Most microarray image analysis software performs a background subtraction and uses other methods to avoid saturation of pixels, the reported fluorescence signals normally do not reach the absolute limit of detection. The background-subtracted data we use for analysis exhibit that effect in hybridization assays where the fluorescence signal is particularly strong (Figure 1B,1D,1F). Similar effects can be seen as the signal intensity decreases toward the lower limit, where discrete integer values assigned to gene expressed at low levels appear as diagonal "whiskers" in the R-I plot (Figure 3); this often arises as a result of setting expression values below some threshold to a minimal value, a process referred to as "flooring."
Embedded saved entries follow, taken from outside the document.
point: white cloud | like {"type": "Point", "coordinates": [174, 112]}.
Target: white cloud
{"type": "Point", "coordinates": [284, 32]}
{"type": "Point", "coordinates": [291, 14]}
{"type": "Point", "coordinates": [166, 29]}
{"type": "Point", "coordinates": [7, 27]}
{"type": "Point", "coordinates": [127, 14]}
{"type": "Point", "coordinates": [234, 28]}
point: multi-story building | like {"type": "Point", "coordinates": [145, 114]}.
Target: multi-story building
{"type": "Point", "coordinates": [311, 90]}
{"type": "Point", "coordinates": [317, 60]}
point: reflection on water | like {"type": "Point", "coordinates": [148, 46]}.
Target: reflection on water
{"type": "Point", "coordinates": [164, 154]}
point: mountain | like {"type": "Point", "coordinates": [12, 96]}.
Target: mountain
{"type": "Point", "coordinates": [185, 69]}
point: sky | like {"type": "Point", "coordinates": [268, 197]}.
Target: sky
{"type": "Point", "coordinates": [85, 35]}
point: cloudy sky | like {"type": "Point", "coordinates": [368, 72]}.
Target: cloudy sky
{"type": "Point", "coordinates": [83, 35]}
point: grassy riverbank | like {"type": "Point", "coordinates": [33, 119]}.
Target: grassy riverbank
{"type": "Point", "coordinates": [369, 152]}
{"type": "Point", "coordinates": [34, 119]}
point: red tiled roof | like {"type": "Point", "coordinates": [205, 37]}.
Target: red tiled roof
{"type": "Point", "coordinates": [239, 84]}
It is important to note that this effect limits the dynamic range of "fold-change" (equivalent to the log-ratio) measurements on arrays, particularly as the measured intensities approach either the minimum or maximum detectable levels accessible on a particular array scanner. Furthermore, it is important to note that these limits are not unique to dual-color detection techniques. Comparisons made using single color microarrays are also limited by the dynamic range of the individual measurements and fold-change estimates in comparisons demonstrate exactly the same type of artifact.